1) Hanging onto half of my cake even though I rubbed shortening all over you 10x.
2) BURNING the top half of my cake regardless of the extra procedures I went through to ensure that didn't happen.
3) Did I mention the hanging onto half of my cake part? Yeah. That wasn't cool, Bundt Pan.

I really do want to use you more. I do. But when you do stuff like this... no matter what I do to avoid it, you always end up throwin' off my groove, Bundt Pan. And it makes me want to never use you. Ever. Ever ever ever ever.

Yellow Cake with Chocolate Ganache

I don't know if I can use you again, Bundt Pan. You really screwed up this time, man. You're lucky I had lots of ganache in the fridgerator. Real lucky. Or else, I might have thrown you out this morning. You're even luckier that this recipe is so kick butt that it's good enough for me to post regardless of your little tactics to try and ruin my cake making desires. Seriously... perfectly, all-american golden cake, tender and moist underneath two thick layers of ganache? Not even you can ruin that, Bundt Pan. Though you try.

I really am serious, man. Maybe if you got your act together, I'd use you more, and then you'd be happier, and so would I. Just sayin'. A little cooperation is all i'm askin' for.

Hopefully, this isn't an omen for the Saints to lose on Sunday. 'Cause if they do... I'm blaming you, Bundt Pan.

With Love,
Your Frusterated Owner Alexandra

Yellow Cake with Chocolate Ganache

Classic American Yellow Cake with Chocolate Ganache
(Adapted from a Passion for Baking by Marcy Goldman)

Note: I highly recommend not using a bundt pan for this recipe like I did, and instead making a layer cake or cupcakes.
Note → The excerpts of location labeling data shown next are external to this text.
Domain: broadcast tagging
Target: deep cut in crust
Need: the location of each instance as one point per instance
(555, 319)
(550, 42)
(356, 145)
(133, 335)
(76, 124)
1 cup (2 sticks)unsalted butter, softened
1 cup sugar, pulverized in food processor
3 large eggs, room temperature
2 1/2 teaspoons vanilla extract
3 cups all-purpose flour
1/4 teaspoon salt
4 teaspoons baking powder
1 1/2 cups warm milk

1 cup semi-sweet chocolate chips
1 cup heavy cream
1/4 cup butter


1. Preheat oven to 350F. Generously spray two 9-inch round cakepans with nonstick cooking spray and place pans on large parchment paper-lined baking sheet (or spray 24 cupcake liners).

2. In a mixer bowl or large food processor, blend butter and sugar until fluffy and thoroughly combined. Then add eggs and vanilla and blend well. Add flour, baking powder, and salt, drizzling in milk as mixture blends to make a smooth batter. Spoon batter into prepared cakepans.

3. Bake until cake springs back when gently pressed with fingertips, 35-40 minutes. Cool slightly. Unmold cakes from pans, cool on wire wracks, and then gently wrap in wax paper or plastic wrap. Chill in freezer 30 minutes or wrap and refrigerate until you are ready to frost.

4. To make chocolate ganache, melt in a double boiler or in the microwave the heavy cream, chocolate chips and butter until smooth and velvetty. Cover and place in refrigerator for 30 minutes.

5. To assemble cake, take cake and ganache out. Give the ganache a quick stir to make it velvetty smooth again. Spread 1/4 of the ganache between the cake layers. Spread half of the remaining ganache mixture ontop of the cake, letting it drip down the sides. Return ganache and cake to the refrigerator for 5-10 minutes. Take back out, and give the top of the cake another helping of ganache. Let ganache set on the cake before serving.